Benchmarking and Results
Public Benchmarks: HyperVL achieves an OpenCompass average of 64.5 with 1.8B parameters, outperforming most models up to 3B parameters, especially in OCR/Document/Chart QA (e.g., 83.8 on ChartQA, 81.8 on AI2D, 91.3 on DocVQA). The strong performances on hallucination robustness and visual-semantic reasoning tasks further validate the design.
Internal Benchmarks: On proprietary tasks reflecting real-world deployment domains, HyperVL demonstrates leading accuracy and relevance in UI understanding and structured parsing, creative multimodal text generation, intent extraction, and image relevance ranking.
On-Device Efficiency: Latency, Memory, and Quantization

Figure 5: Comparative memory and inference latency for ViT models on Qualcomm 8750, showing the constant memory and linear scaling achieved by HyperVL’s tiling approach.
- Inference Latency: HyperVL ensures a 12.9× reduction in latency for high-resolution images versus standard ViT baselines, maintaining real-time performance on typical edge chips.
- DRAM/VRAM Footprint: The tiling and VRC design yield 6.8× peak memory reduction, with constant per-chunk resource allocation versus exponential growth in vanilla ViTs.
- Quantization Robustness: Minimal degradation (<0.1 points in DocVQA) under W4A16 quantization verifies suitability for commercial NPUs where 4–8b weight/activation precision is now the norm.
Practical and Theoretical Implications
HyperVL’s architecture and training methodology substantiate that robust, general-purpose multimodal reasoning can be realized at edge-viable parameter scales without resorting to severe perceptual capacity trade-offs. Its content-adaptive VRC and DCL framework represent a step toward truly dynamic, resource-aware MLLMs.
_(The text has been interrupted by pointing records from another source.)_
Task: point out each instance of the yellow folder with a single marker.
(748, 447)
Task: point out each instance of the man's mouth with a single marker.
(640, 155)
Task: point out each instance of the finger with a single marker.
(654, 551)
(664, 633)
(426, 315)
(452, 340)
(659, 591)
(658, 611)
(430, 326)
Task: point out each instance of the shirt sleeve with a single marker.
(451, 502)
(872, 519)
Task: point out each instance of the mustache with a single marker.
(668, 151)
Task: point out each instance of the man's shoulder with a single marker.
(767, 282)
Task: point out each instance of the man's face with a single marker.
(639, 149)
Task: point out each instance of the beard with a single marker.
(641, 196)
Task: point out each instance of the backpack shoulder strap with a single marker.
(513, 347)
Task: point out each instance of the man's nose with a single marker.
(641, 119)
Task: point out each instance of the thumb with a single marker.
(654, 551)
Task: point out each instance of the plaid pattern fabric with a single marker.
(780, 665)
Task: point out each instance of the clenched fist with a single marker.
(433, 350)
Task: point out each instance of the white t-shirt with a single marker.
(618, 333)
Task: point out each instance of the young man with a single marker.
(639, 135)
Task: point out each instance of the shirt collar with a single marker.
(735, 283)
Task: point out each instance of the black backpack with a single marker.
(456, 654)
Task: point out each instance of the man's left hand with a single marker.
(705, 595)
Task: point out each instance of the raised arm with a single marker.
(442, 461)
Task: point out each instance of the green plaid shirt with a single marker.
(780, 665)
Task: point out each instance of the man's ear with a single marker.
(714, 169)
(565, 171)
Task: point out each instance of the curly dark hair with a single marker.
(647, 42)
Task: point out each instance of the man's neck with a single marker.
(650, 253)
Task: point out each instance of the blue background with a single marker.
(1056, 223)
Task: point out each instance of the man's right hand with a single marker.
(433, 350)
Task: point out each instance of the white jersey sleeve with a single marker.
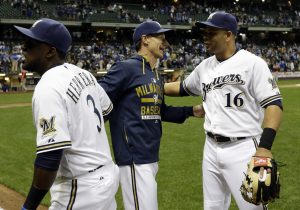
(263, 85)
(49, 112)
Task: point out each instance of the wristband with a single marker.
(34, 197)
(267, 138)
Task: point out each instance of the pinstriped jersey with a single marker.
(234, 92)
(68, 106)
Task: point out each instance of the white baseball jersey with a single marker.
(233, 91)
(70, 117)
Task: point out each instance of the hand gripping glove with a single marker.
(261, 188)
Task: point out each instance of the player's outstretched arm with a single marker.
(172, 89)
(199, 111)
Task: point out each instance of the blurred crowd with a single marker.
(252, 13)
(184, 55)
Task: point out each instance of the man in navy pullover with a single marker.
(136, 90)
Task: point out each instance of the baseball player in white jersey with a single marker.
(73, 154)
(236, 87)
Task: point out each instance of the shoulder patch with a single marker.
(272, 82)
(48, 126)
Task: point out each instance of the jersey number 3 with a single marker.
(90, 98)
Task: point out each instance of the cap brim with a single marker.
(28, 33)
(205, 24)
(162, 31)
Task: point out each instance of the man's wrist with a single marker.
(267, 138)
(34, 197)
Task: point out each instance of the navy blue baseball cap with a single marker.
(146, 28)
(222, 20)
(49, 31)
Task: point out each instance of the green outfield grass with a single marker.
(179, 176)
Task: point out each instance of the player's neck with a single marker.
(151, 59)
(226, 54)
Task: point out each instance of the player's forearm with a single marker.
(172, 89)
(272, 119)
(42, 181)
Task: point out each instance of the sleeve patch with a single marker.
(273, 83)
(48, 126)
(108, 110)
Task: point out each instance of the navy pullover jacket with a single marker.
(135, 122)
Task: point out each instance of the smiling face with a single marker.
(157, 43)
(216, 40)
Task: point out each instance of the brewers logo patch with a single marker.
(48, 126)
(272, 82)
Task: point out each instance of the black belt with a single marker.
(219, 138)
(90, 171)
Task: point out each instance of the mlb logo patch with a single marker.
(260, 161)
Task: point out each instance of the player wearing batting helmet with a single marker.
(239, 93)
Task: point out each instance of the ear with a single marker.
(145, 39)
(51, 52)
(229, 34)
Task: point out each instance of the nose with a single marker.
(166, 44)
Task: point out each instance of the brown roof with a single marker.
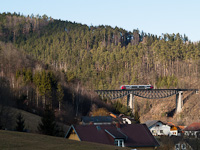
(135, 135)
(193, 127)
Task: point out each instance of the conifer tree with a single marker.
(20, 123)
(48, 124)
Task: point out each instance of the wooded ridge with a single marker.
(48, 61)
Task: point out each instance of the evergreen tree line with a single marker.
(98, 57)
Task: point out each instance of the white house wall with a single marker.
(160, 129)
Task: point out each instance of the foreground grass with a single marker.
(10, 140)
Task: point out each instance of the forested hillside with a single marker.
(57, 56)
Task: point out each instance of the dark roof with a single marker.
(97, 119)
(193, 127)
(151, 123)
(135, 135)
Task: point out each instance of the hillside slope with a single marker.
(21, 141)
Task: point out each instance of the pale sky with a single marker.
(150, 16)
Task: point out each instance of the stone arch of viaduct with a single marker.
(146, 93)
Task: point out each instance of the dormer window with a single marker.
(119, 142)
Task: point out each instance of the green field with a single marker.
(10, 140)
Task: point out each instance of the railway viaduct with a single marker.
(146, 93)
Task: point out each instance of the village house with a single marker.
(97, 120)
(157, 127)
(175, 130)
(193, 130)
(123, 135)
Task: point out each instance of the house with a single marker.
(126, 119)
(157, 127)
(183, 144)
(97, 120)
(192, 130)
(123, 135)
(174, 130)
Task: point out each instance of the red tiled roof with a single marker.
(137, 135)
(193, 127)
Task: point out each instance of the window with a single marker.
(153, 131)
(177, 146)
(119, 142)
(183, 146)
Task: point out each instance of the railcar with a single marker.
(130, 87)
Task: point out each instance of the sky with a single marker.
(150, 16)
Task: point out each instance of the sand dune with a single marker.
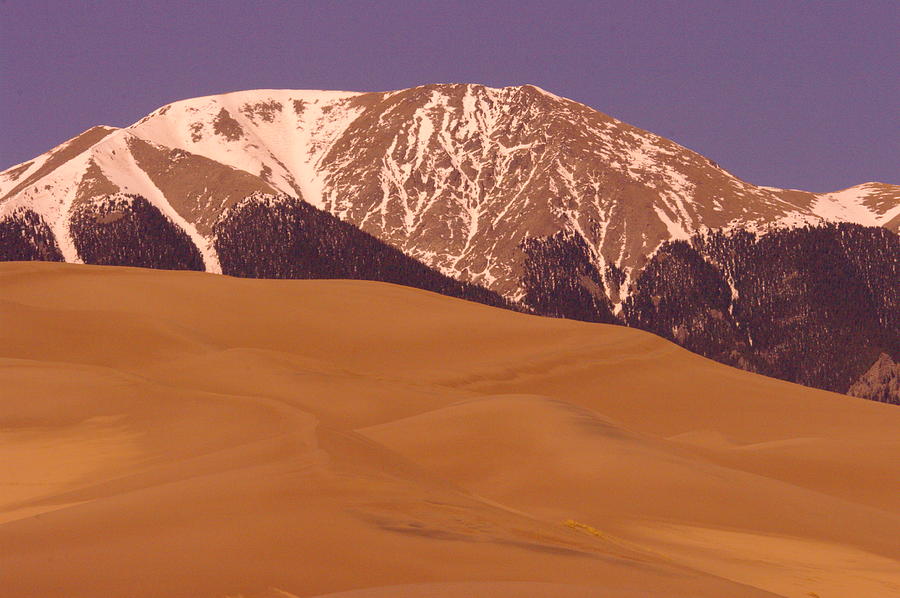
(184, 434)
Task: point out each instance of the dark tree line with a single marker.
(561, 280)
(814, 305)
(127, 230)
(24, 236)
(283, 237)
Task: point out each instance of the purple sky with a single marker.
(803, 95)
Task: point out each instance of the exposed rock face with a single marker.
(266, 236)
(814, 305)
(880, 383)
(126, 230)
(562, 280)
(457, 176)
(539, 199)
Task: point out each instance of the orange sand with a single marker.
(183, 434)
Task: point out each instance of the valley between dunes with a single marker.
(187, 434)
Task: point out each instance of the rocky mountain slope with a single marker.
(537, 198)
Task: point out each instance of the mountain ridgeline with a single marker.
(816, 305)
(512, 196)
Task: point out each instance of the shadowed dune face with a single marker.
(184, 434)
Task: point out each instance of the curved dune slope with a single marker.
(184, 434)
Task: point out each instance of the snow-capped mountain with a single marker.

Future research is anticipated in token-level sparsity, attention pruning, and domain-adaptive compression policies. Extensions to video and interactive agent scenarios are natural next steps, exploiting the tiling and dynamic resolution framework for spatiotemporal modality handling. Further, the pipeline positions multimodal models as deployable privacy-preserving system components, rather than cloud-tethered services.
Conclusion
HyperVL operationalizes multimodal AI for edge devices via modular, scalable architectural innovations and a dynamic, content-adaptive inference pipeline, achieving state-of-the-art results at high efficiency. This work demonstrates that targeted architectural decoupling, semantically aligned multi-branch encoding, and corpus-level data governance together unlock practical, high-quality multimodal inference under strict on-device constraints. Future AI deployments—especially in privacy-critical and interactive settings—will benefit from building atop such low-latency, parameter-efficient foundations.